Julidochromis dickfeldi is not only one of the smaller Julie species, but I find it also one of the easiest to keep and breed. A beautiful little lamprologine, dickfeldis are reasonably mild mannered but are very protective of offspring, even when juvenile offspring are 1/2″. A pair doesn’t need a large tank to spawan by any means. I’ve bred them in a 20g long and in a 33g long. I’m sure they would spawn in a 10g as well. 

In my experience, this species just needs a hidden, somewhat dark crevice or cave to successfully spawn. One thing that has worked well for me is a small pile of rocks. They’ll find a crease inside the pile and do their thing. I’ve also had them spawn in rectangular ceramic caves. These are caves I have had custom made that are closed on one end.  I partially seal off the entrance with a rock, leaving just enough room for the larger female to enter. You can see the cave and the dickfeldi in the two photos above. 
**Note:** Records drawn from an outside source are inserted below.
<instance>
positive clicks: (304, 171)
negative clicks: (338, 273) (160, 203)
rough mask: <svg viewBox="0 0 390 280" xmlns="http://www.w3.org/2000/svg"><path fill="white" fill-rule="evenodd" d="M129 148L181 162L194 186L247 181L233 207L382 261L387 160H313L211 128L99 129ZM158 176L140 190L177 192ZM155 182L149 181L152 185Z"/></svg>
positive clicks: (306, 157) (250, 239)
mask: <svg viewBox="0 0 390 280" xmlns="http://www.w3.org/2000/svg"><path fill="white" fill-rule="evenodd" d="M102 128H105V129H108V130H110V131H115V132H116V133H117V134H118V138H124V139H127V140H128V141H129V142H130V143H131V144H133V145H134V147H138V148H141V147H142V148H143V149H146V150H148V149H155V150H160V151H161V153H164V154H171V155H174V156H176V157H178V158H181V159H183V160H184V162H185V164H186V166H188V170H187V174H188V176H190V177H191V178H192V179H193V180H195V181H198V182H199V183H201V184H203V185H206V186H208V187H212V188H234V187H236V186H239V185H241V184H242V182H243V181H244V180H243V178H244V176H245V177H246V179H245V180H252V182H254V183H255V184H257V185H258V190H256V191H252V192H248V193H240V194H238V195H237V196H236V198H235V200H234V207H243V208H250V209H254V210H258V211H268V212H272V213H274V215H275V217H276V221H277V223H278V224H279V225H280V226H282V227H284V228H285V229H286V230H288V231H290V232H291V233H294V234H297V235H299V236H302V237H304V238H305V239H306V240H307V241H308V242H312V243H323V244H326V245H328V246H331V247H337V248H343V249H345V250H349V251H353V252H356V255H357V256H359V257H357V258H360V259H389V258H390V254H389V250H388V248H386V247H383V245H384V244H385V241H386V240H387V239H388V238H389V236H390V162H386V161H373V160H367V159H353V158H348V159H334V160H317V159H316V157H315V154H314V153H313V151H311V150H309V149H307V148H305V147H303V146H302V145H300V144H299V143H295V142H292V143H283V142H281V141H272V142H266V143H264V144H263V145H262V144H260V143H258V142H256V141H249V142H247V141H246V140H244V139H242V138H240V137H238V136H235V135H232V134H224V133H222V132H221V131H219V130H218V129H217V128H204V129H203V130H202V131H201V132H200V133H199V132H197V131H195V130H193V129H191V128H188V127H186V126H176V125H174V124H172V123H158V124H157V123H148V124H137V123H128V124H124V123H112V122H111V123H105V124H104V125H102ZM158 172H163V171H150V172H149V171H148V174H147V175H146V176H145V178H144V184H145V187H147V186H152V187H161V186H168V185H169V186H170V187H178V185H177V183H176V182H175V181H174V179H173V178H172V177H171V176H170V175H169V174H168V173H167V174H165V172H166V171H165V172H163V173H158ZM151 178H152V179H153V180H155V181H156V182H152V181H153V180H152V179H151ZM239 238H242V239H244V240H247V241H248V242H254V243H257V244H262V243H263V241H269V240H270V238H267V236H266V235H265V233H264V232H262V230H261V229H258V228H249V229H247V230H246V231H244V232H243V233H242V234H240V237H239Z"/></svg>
The female, which will be twice as large as the male, doesn’t do much but defend the spawn area once she lays the eggs. The male will closely guard them and will even continue to guard the fry until they begin to wander. In other words, you won’t see the male a lot while there are eggs or very small fry. The female, on the other hand, will be readily visible most of the time. 

Breeding pair ofJulidochromis dickfeldi. Female on the right. Photo by author.

An interesting observation I have made about one female (in the 20g long above) is that she will even attempt to protect much larger juveniles. I typically trade my juveniles at my LFS. When I attempt to catch the juveniles, the female will not swim away from the net. Rather she will put herself between the net and the juveniles when they are pinned in a corner. This is extraordinary behavior and one I have not witnessed in other Julies species that I have spawned.